Referenten des Verbandes treten regelmäßig bei Veranstaltungen der Schuldnerberaterverbände auf und stehen für Podiumsdiskussionen und Workshops zur Verfügung.

Wie finanziert sich der BV INSO?

Der BV INSO befindet sich im Aufbau. Alle Mitarbeiter sind ehrenamtlich engagiert. Laufende Kosten für Büro, Telekommunikation, Reisekosten und Auslagen wurden bis jetzt von den Mitgliedern gemeinsam getragen. Dies zeigt ein hohes Maß an Idealismus und Engagement, ist aber aufgrund der finanziellen Lage der meisten Beteiligten trotz der starken Nachfrage nach Unterstützung begrenzt.

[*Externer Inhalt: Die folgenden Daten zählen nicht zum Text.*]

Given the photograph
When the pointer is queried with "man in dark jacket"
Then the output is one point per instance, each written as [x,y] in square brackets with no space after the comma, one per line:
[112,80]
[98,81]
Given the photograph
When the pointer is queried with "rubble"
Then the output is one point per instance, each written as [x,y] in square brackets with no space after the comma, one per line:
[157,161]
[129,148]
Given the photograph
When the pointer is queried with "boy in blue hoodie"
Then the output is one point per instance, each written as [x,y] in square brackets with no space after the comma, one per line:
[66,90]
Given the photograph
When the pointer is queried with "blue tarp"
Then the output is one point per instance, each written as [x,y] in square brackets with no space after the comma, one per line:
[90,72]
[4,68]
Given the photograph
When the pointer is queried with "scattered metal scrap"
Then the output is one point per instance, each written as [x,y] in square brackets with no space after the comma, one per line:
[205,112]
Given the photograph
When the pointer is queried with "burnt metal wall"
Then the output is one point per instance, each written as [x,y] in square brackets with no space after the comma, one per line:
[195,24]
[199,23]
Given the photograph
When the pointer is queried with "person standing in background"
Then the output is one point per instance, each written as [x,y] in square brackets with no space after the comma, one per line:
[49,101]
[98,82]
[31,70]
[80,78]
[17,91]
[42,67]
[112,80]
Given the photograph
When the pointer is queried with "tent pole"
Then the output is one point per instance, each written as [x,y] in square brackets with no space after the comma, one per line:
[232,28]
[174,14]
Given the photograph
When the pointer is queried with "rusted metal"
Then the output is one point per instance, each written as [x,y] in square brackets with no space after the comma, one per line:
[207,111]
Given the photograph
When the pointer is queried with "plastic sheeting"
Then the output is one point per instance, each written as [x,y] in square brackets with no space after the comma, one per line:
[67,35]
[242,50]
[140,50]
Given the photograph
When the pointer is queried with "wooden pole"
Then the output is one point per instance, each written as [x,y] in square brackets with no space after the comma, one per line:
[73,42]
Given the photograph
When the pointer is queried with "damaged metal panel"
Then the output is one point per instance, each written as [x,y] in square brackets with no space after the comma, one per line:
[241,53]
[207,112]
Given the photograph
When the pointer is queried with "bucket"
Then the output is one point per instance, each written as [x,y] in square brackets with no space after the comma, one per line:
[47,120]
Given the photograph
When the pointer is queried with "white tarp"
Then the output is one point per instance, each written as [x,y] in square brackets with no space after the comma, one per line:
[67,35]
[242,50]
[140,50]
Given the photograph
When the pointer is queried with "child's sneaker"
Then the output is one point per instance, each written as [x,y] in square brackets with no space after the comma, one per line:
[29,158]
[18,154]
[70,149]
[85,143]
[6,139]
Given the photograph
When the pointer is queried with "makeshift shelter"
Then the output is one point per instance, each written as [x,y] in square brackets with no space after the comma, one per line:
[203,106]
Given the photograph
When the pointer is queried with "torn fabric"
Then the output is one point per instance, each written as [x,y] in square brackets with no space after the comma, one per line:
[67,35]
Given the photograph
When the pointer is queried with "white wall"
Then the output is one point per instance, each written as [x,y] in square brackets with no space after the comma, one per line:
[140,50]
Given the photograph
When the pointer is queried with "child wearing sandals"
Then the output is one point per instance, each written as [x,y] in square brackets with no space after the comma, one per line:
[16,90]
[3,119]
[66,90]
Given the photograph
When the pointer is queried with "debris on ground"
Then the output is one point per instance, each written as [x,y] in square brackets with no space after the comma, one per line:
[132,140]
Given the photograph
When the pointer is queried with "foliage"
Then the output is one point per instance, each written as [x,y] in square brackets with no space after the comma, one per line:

Der Mitgliedsbeitrag im Verein ist bewusst niedrig angesetzt und beträgt 24,00 € / Jahr für ordentliche Mitglieder, ab Januar 2010 werden nicht stimmberechtigte Fördermitglieder im Verein aufgenommen, die zusätzlich eine Spende leisten können.

Hauptsächlich finanziert sich der Verein über Spenden. Inzwischen konnten einige Unternehmer und Selbstständige die drohende Insolvenz durch die Unterstützung des Verbandes vermeiden, indem sie neben der emotionalen Unterstützung auch passende Empfehlungen durch den Verband für weiterführende externe Rechts- und Sanierungsberatung bekamen. Sie bleiben dem Verband verbunden und unterstützen ihn durch Sach- und Geldspenden.

Die organisatorische Arbeit im Verein ist in den letzten Monaten stark gestiegen. Die Geschäftsstelle in Köln kümmert sich um die Mitglieder-verwaltung sowie die interne Kommunikation, Schulung und Supervision der Gesprächskreisleiter in Deutschland und Österreich und um die umfangreiche Öffentlichkeitsarbeit. Um die Geschäftsstelle zu besetzen, wurde zum 01. April 2010 der erste Mitarbeiter angestellt. Aufgrund seiner 100%igen Schwerbehinderung wird der Arbeitsplatz über das Integrationsamt bezuschusst. Der Verein wird weitere Arbeitsplätze schaffen und benötigt dafür weitere Mittel.